Grant-Bolton said the fridges have provided not just food, but community as well. After the fridges launched, Evanston residents created the “Support of Community Fridges in Evanston, IL” Facebook group to help community members looking to donate to the fridges and update them on current donations. 

“If you look on the… Facebook group, you’ll see that sometimes people will post, ‘Hey, I’m feeling sick, would somebody be able to drop off food for me?’” Grant-Bolton said. “Trying to create these roads of connections and solidarity is a big hope going forward.”

As Quinn and Robinson have left Evanston, community organizers like Grant-Bolton are working to raise awareness about the need for the fridges’ resources.

Robinson said she is optimistic about the future of Evanston’s mutual aid organizations, including the community fridges. 

“More fridges will come,” Robinson said. “It will be more than okay. It will keep flourishing. That really gives me a lot of hope.”
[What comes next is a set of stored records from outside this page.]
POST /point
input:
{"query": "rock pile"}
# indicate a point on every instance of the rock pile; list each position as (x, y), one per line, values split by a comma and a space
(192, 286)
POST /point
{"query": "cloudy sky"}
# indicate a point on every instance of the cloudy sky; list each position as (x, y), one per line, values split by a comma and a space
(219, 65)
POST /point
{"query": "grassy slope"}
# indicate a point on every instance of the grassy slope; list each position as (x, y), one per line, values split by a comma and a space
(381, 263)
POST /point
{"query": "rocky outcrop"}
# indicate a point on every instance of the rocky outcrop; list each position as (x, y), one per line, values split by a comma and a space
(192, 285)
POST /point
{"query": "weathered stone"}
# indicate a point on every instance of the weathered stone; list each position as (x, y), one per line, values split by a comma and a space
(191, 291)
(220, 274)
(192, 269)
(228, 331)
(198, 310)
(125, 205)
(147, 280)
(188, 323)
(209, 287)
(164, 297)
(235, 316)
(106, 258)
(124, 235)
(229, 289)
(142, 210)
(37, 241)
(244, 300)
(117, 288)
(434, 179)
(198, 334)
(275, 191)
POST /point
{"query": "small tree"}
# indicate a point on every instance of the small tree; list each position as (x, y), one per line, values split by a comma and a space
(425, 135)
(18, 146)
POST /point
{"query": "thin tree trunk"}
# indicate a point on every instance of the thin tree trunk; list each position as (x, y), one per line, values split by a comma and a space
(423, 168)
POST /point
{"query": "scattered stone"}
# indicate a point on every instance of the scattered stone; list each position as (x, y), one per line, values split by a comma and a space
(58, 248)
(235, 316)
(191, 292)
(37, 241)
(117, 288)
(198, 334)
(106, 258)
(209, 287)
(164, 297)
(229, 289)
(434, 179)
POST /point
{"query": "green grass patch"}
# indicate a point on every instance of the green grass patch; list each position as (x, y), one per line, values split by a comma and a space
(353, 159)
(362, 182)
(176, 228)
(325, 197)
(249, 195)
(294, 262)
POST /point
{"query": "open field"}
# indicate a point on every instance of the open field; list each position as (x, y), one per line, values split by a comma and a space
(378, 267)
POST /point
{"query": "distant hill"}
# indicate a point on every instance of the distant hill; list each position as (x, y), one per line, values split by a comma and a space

In fact, the Evanston Community Fridges team is now looking to expand by opening a fifth site, with the group currently working to find an organization that will host the fridge.

While the process is still in its early stages, organizers are also mindful of the long-term goals for the fridges. 

“It’s just really exciting to see different community members take responsibility for caring for their neighbors. To me, that’s the long-term goal,” Grant-Bolton said.